Die Schweiz wird als Standort für innovative Finanztechnologiefirmen immer bedeutsamer. Davon profitieren auch die Banken. Damit das Vertrauen in Zukunftstechnologien wie Blockchain nicht erschüttert wird, braucht es klare Regeln für die Marktteilnehmer.

Innovatives Ökosystem für Fintech-Firmen erhalten

In Zug ist man innovativen Technologien wie Blockchain nicht abgeneigt. Stadtpräsident Dolfi Müller präsentiert die städtische digitale ID. (Bild: Keystone)

Der Finanzplatz Schweiz hat sich zu einem global führenden Standort für innovative finanztechnologische Firmen (Fintechunternehmen) entwickelt. Insbesondere bei Blockchain und Kryptowährungen hat sich im sogenannten Crypto Valley in Zug eine einzigartige Szene etabliert. Von den aktuell 220 Fintechunternehmen in der Schweiz verfolgen rund 15 Prozent als Geschäftsmodell Dienstleistungen auf Basis der Blockchaintechnologie (siehe Abbildung 1).[1]

Zu dieser Entwicklung haben insbesondere die hervorragenden Rahmenbedingungen in der Schweiz beigetragen.
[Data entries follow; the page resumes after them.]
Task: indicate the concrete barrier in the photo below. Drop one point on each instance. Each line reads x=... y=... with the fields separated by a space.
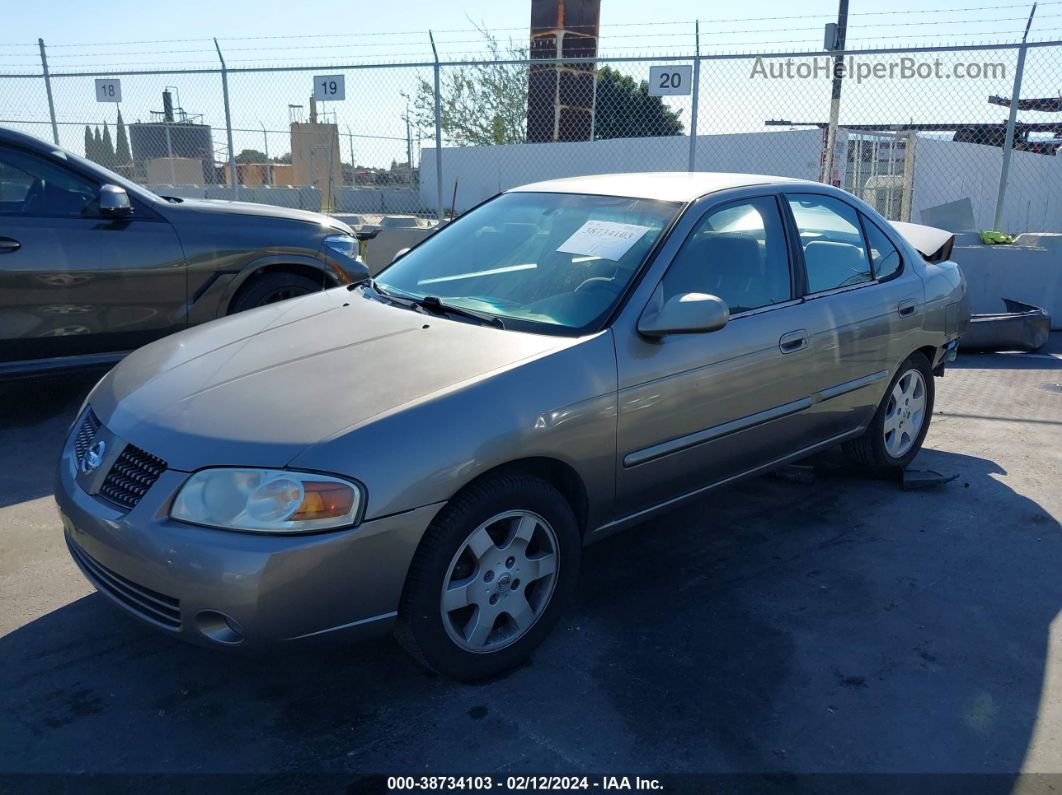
x=1029 y=271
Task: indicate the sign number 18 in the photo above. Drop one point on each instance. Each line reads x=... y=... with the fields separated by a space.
x=329 y=87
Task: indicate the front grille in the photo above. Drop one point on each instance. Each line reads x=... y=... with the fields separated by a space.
x=148 y=604
x=131 y=477
x=85 y=434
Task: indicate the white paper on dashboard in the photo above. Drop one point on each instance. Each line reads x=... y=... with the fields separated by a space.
x=604 y=239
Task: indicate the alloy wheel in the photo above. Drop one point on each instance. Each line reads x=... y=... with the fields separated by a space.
x=499 y=582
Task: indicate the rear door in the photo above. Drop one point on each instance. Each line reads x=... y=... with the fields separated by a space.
x=864 y=307
x=698 y=409
x=72 y=282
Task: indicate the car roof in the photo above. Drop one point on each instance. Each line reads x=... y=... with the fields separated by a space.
x=668 y=186
x=14 y=137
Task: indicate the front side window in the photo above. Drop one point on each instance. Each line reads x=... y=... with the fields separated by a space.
x=31 y=186
x=548 y=262
x=884 y=256
x=736 y=253
x=834 y=252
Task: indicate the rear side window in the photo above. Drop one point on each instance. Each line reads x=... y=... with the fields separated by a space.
x=31 y=186
x=736 y=253
x=835 y=255
x=884 y=256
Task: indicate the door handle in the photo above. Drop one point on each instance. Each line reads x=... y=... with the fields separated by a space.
x=793 y=341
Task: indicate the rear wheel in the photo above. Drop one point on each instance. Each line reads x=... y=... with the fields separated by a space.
x=491 y=577
x=901 y=422
x=269 y=288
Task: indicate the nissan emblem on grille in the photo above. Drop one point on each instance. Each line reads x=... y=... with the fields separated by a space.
x=93 y=456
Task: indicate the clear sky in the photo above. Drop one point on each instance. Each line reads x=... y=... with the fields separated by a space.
x=138 y=35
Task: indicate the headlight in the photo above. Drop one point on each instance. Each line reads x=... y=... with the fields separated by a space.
x=267 y=500
x=343 y=244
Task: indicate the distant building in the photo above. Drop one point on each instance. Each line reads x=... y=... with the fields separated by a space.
x=172 y=134
x=261 y=173
x=173 y=171
x=315 y=155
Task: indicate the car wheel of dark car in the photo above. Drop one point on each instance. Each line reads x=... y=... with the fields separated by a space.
x=270 y=288
x=491 y=576
x=900 y=425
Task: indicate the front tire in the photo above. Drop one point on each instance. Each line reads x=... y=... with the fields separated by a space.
x=902 y=420
x=491 y=577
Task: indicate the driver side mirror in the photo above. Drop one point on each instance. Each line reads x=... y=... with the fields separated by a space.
x=687 y=313
x=115 y=202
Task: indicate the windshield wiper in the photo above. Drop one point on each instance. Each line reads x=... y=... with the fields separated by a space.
x=434 y=305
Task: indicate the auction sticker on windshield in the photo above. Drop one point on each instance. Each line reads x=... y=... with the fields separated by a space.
x=605 y=239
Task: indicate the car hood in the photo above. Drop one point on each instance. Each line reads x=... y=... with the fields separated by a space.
x=258 y=387
x=224 y=207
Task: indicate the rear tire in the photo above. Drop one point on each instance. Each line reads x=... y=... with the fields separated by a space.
x=269 y=288
x=491 y=577
x=902 y=420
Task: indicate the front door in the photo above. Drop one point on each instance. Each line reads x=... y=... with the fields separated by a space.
x=698 y=409
x=72 y=282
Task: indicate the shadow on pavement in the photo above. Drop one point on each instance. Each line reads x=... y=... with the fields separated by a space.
x=838 y=626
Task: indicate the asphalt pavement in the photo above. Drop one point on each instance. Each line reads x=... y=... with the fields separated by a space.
x=838 y=625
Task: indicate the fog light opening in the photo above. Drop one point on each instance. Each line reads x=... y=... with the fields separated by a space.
x=219 y=627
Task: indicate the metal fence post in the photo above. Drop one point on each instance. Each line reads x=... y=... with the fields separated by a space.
x=48 y=87
x=1008 y=144
x=697 y=93
x=835 y=98
x=439 y=134
x=228 y=123
x=908 y=190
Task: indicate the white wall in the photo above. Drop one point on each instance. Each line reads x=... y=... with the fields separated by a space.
x=944 y=171
x=947 y=171
x=483 y=171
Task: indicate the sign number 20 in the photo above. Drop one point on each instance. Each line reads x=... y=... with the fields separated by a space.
x=329 y=87
x=669 y=81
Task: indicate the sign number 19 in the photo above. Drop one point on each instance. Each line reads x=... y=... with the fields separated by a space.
x=108 y=90
x=329 y=87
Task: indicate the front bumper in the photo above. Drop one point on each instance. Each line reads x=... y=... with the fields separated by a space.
x=186 y=580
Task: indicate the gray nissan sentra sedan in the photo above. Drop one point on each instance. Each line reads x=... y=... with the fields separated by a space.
x=428 y=451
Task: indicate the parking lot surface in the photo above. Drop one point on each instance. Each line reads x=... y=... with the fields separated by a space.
x=833 y=626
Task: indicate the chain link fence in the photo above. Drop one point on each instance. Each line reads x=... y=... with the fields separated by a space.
x=921 y=132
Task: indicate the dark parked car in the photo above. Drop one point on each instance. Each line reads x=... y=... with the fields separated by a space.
x=93 y=265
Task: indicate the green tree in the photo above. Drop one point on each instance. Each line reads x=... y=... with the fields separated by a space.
x=624 y=109
x=251 y=155
x=481 y=105
x=486 y=104
x=122 y=155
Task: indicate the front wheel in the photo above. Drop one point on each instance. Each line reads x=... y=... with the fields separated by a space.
x=491 y=577
x=269 y=288
x=902 y=420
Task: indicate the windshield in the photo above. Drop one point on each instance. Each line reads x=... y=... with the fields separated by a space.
x=549 y=262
Die Konzentration an Finanzwissen, technologischem und juristischem Know-how und sachverständigen Behördenvertretern bietet einen idealen Nährboden für innovative Geschäftsmodelle. Hinzu kommen ein pragmatischer Regulierungsansatz, die liberale Wirtschaftsordnung und die öffentliche Unterstützung von mehreren Regierungsvertretern. Dies hat die Schaffung eines einzigartigen innovativen Ökosystems ermöglicht, das gemäss der IFZ-Fintech-Studie der Hochschule Luzern weltweit führend ist. Bei aller Innovationsfreudigkeit bleibt das Vertrauen der Kunden in die Dienstleister jedoch eine unabdingbare Konstante für den wirtschaftlichen Erfolg.

Abb. 1: Anzahl Fintechunternehmen in der Schweiz nach Spezialisierung (2015–2017)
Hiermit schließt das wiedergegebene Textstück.